Von: Krebsinformationsdienst <krebsinformation@dkfz-heidelberg.de>
Datum: 30. Dezember 2025 um 12:17:01 MEZ
An: Stefan B.
Betreff: AW: Informationen zu Früherkennung
 

Aus Datenschutzgründen wurde Ihre E-Mail nicht gespeichert. Bei einem erneuten Kontakt kann nur Bezug genommen werden, wenn die bisherigen E-Mails in die Nachricht eingefügt sind.


Sehr geehrter Herr B., 
 
vielen Dank für Ihre E-Mail an den Krebsinformationsdienst (KID) des Deutschen Krebsforschungszentrums (DKFZ). 
 
Sie schreiben uns, dass Sie Früherkennungsuntersuchungen über das hinaus wahrnehmen möchten, was in der Gesetzlichen Krankenversicherung (GKV) angeboten wird. Hierzu haben Sie drei verschiedene Tests gefunden und fragen uns nun nach deren Stellenwert. Darüber hinaus fragen Sie auch, ob wir weitere Früherkennungsuntersuchungen kennen, die Sie durchführen könnten.

Gerne sind wir Ihnen mit Informationen behilflich, die Sie in Ihrem Anliegen unterstützen.

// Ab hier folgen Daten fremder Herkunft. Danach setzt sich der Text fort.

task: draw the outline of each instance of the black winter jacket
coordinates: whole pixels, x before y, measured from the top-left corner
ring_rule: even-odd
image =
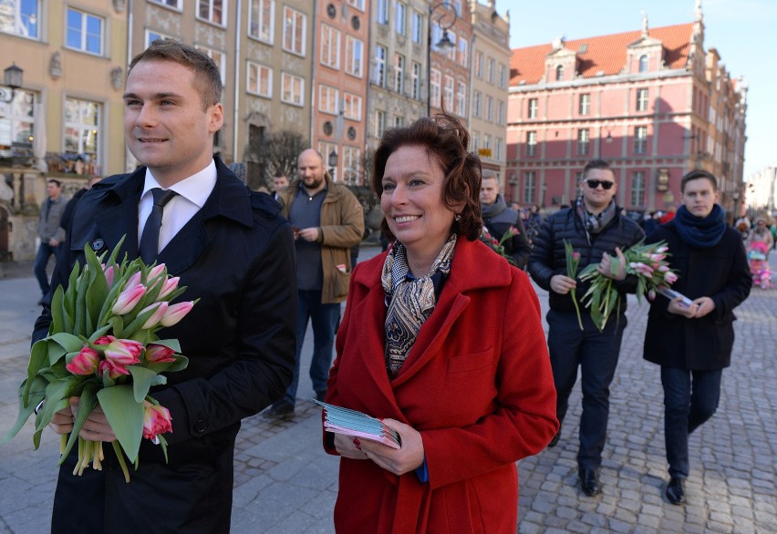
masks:
[[[554,292],[550,288],[550,281],[556,274],[566,276],[566,251],[565,240],[572,243],[575,251],[580,252],[580,263],[577,272],[580,272],[591,263],[598,263],[602,256],[607,252],[615,256],[616,247],[621,251],[639,242],[645,233],[639,225],[631,219],[621,215],[621,209],[616,208],[615,218],[599,233],[588,233],[583,225],[583,221],[577,216],[575,208],[566,208],[556,211],[545,218],[540,232],[534,238],[532,255],[529,258],[529,274],[543,289],[549,292],[548,303],[554,310],[574,312],[572,296]],[[627,276],[621,282],[615,282],[615,286],[621,295],[637,291],[637,277]],[[588,290],[588,284],[577,281],[575,292],[580,299]],[[581,306],[582,308],[582,306]],[[620,299],[620,312],[626,311],[626,299]]]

Bitte haben Sie jedoch Verständnis dafür, dass wir als Krebsinformationsdienst nur Hintergründe zusammentragen und nicht die ärztliche Beratung ersetzen.

Zum ColoAlert-Test (nur Darmkrebs):
Der Stuhl-DNA-Test ColoAlert® hat in Deutschland derzeit keinen Stellenwert in der Darmkrebsfrüherkennung.
In einem systematischen Review (HTA-Bericht) aus dem Jahr 2023 wurden die Wirksamkeit und Sicherheit von Stuhl-DNA-Tests mit anderen Testverfahren zur Darmkrebs-Früherkennung verglichen. Dazu zählt auch der Test ColoAlert®. Die Autorinnen und Autoren des Berichts bezogen alle zum Zeitpunkt der Auswertung (2018) erschienenen Publikationen zur Fragestellung ein sowie zusätzliche Daten der Hersteller. Die Literaturrecherche ergab lediglich 3 Studien zur Testgenauigkeit von Stuhl-DNA-Tests (1 zu ColoAlert) sowie 5 prospektive Patientenbefragungen aus den USA.

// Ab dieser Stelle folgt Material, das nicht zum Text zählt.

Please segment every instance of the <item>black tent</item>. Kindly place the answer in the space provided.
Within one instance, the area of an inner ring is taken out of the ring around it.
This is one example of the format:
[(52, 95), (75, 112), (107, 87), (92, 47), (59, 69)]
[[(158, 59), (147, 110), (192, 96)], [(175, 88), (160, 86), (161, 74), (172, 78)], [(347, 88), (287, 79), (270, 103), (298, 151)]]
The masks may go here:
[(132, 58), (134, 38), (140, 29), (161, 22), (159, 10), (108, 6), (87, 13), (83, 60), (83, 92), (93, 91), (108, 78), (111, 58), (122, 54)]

Insgesamt hatten die Stuhl-DNA-Tests eine höhere Sensitivität als immunologische Stuhltests (FIT) oder Guajak-basierte Stuhltests (gFOBT). Die Stuhl-DNA-Tests erkannten also einen höheren Anteil an Darmkrebskranken korrekterweise als erkrankt. Allerdings war die Spezifität der Stuhl-DNA-Tests im Vergleich mit den anderen Testverfahren geringer. Das heißt, der Anteil an Gesunden, die durch den Test korrekt als gesund eingestuft wird, ist geringer.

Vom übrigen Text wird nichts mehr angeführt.